College Sports' Losingest Year

Tim Goral's picture

By hiring Urban Meyer to coach its football team for $4 million a year, Ohio State University has sent a powerful message to the college sports world, higher education, and the nation as a whole: After a year of unprecedented scandal in college athletics, the show will go on - bigger, brasher, and gaudier than ever!

2011 has been an annus horribilis in big-time college sports. As we reel over the sordid situation at Penn State - as well as the one at Syracuse - it's hard to remember that this year of scandal began in Columbus, Ohio.

Several OSU football players were found to have sold some of their memorabilia for tattoos and cash. More significantly, head coach Jim Tressel - who demonstrated his supposed moral rectitude by wearing professorial sweater vests and publishing a self-help book filled with chirpy Christian bromides - covered the whole thing up, lying about it repeatedly. He was fired only after university administrators fumbled the whole affair badly.

That bit of tawdriness disappeared from national headlines pretty quickly when a bigger scandal was exposed at the University of Miami - the current home of former Temple coach Al Golden - involving more players and more money. But, hey, what else would we expect from Miami? When OSU played the school earlier this season, one wag called it the "Ineligibowl."

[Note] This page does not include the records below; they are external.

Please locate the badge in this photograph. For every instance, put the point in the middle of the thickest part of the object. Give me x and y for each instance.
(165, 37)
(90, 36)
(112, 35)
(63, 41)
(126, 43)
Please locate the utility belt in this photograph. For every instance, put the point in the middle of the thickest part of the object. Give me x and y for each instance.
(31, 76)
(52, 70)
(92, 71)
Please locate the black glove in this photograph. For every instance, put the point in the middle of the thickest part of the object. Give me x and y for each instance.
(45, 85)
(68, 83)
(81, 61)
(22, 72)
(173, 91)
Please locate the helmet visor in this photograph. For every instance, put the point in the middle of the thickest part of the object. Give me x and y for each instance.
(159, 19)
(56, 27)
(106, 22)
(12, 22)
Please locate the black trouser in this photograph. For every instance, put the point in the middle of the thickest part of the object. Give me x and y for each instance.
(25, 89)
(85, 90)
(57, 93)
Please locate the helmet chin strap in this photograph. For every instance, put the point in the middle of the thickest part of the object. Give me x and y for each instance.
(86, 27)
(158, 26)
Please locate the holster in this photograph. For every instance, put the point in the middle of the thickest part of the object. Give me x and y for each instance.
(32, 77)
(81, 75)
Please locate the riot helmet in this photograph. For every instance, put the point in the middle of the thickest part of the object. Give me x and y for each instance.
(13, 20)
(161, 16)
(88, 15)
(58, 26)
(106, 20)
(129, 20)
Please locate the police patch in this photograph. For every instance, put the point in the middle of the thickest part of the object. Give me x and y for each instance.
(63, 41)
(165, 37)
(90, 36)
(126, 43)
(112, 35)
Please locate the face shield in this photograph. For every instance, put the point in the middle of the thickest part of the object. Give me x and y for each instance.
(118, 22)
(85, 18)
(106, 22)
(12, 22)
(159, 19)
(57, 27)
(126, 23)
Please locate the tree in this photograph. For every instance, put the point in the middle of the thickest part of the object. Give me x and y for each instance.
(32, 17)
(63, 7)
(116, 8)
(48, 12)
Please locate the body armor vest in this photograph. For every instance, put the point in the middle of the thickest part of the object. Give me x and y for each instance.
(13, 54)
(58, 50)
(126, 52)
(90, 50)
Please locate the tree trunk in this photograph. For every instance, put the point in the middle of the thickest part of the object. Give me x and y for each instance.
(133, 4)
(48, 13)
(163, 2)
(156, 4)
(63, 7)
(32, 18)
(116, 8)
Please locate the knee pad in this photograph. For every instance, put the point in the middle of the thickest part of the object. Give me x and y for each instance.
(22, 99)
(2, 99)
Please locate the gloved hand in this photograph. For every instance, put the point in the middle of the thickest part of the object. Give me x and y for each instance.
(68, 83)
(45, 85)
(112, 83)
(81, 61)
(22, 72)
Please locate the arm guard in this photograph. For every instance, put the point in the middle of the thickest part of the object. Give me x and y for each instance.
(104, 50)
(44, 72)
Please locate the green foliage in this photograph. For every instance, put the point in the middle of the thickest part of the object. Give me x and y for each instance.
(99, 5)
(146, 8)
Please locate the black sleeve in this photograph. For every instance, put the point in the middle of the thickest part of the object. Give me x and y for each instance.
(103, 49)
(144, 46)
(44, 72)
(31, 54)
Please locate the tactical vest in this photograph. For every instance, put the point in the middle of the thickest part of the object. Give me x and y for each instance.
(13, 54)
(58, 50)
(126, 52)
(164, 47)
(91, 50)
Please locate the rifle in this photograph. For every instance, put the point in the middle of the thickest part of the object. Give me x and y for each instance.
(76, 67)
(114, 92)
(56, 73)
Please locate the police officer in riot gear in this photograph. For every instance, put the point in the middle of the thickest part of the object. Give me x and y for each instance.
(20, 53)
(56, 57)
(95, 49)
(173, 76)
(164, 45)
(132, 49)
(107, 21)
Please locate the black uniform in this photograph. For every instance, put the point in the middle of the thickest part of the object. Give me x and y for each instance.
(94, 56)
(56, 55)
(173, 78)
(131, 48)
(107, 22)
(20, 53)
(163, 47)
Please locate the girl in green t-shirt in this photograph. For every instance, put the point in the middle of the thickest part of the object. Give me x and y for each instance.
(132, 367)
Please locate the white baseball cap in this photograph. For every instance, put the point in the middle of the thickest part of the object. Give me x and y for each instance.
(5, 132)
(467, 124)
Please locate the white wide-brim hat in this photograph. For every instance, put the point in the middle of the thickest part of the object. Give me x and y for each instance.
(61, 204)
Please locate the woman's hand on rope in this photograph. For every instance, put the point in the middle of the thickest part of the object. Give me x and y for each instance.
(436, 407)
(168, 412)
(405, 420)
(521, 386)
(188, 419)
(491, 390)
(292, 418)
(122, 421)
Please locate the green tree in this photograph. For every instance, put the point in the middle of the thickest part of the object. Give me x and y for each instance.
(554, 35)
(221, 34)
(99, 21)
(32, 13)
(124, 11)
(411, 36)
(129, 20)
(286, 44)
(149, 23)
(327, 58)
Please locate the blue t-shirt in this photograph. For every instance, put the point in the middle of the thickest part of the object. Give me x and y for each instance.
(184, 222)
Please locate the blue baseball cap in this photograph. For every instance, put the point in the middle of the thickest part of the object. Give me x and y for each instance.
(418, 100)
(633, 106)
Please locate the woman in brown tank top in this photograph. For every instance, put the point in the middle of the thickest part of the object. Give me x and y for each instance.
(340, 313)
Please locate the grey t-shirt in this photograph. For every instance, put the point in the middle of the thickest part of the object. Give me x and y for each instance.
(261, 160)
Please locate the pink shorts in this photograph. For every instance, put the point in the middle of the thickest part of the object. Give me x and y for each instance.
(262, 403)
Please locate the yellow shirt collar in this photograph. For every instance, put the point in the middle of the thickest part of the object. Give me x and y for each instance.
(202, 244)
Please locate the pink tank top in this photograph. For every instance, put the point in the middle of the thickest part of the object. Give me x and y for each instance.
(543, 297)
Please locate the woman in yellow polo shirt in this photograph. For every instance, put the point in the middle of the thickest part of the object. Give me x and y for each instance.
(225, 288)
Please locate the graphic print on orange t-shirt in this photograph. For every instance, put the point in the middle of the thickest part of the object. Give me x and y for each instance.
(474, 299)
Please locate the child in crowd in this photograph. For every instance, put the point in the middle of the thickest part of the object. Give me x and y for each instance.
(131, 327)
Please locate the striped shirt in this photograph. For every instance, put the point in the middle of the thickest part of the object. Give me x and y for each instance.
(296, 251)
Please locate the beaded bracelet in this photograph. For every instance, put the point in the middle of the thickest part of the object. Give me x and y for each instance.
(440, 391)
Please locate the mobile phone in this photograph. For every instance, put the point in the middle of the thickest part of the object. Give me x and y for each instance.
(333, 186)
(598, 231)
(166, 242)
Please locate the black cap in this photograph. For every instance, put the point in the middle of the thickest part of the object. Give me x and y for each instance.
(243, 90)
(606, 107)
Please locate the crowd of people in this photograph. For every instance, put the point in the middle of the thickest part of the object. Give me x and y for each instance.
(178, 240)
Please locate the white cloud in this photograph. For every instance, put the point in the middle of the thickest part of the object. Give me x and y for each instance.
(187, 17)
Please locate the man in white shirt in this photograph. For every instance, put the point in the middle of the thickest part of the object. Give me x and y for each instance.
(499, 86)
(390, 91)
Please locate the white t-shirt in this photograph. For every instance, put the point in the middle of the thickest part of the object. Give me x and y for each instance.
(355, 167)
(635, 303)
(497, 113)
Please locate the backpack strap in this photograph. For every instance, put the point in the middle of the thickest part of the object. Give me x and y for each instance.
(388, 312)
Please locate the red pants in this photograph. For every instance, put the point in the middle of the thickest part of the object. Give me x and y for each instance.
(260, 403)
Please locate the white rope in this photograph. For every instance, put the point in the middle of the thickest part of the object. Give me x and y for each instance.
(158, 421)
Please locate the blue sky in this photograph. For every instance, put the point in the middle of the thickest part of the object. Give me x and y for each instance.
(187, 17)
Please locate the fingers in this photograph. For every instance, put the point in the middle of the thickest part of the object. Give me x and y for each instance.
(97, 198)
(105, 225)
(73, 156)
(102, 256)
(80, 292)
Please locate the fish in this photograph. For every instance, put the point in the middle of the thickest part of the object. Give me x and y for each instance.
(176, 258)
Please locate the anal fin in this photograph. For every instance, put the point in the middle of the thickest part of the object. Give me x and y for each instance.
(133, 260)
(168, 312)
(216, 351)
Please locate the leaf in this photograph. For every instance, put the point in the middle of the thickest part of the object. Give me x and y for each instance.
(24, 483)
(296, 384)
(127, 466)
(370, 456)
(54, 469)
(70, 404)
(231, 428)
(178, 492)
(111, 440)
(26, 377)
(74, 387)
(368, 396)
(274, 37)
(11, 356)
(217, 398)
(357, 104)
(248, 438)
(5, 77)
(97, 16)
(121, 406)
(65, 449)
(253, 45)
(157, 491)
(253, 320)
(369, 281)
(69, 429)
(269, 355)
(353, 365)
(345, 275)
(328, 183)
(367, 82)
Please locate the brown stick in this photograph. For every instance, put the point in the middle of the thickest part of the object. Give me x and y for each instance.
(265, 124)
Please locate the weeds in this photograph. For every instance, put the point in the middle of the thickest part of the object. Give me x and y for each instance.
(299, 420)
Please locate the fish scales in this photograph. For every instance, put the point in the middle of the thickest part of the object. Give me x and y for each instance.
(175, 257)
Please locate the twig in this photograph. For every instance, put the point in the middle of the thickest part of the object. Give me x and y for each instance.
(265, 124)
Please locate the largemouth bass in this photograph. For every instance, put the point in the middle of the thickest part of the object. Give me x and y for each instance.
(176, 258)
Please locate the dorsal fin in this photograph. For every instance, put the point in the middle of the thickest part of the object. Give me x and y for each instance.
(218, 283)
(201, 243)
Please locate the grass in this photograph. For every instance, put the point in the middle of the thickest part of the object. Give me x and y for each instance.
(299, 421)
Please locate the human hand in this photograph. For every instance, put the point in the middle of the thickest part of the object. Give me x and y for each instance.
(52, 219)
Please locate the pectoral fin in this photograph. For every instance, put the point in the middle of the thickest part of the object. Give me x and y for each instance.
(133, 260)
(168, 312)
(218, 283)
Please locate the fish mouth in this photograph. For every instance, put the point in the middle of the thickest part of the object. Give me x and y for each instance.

This past summer, Rutgers announced that its athletic programs were bleeding red ink - more than $20 million worth. Like most state universities, Rutgers is facing a severe budget crunch; my colleagues in the history department there saw their office phones removed to save money. But despite his supposed fiscal toughness, Gov. Christie said he saw no problem with the school's costly pursuit of sports glory.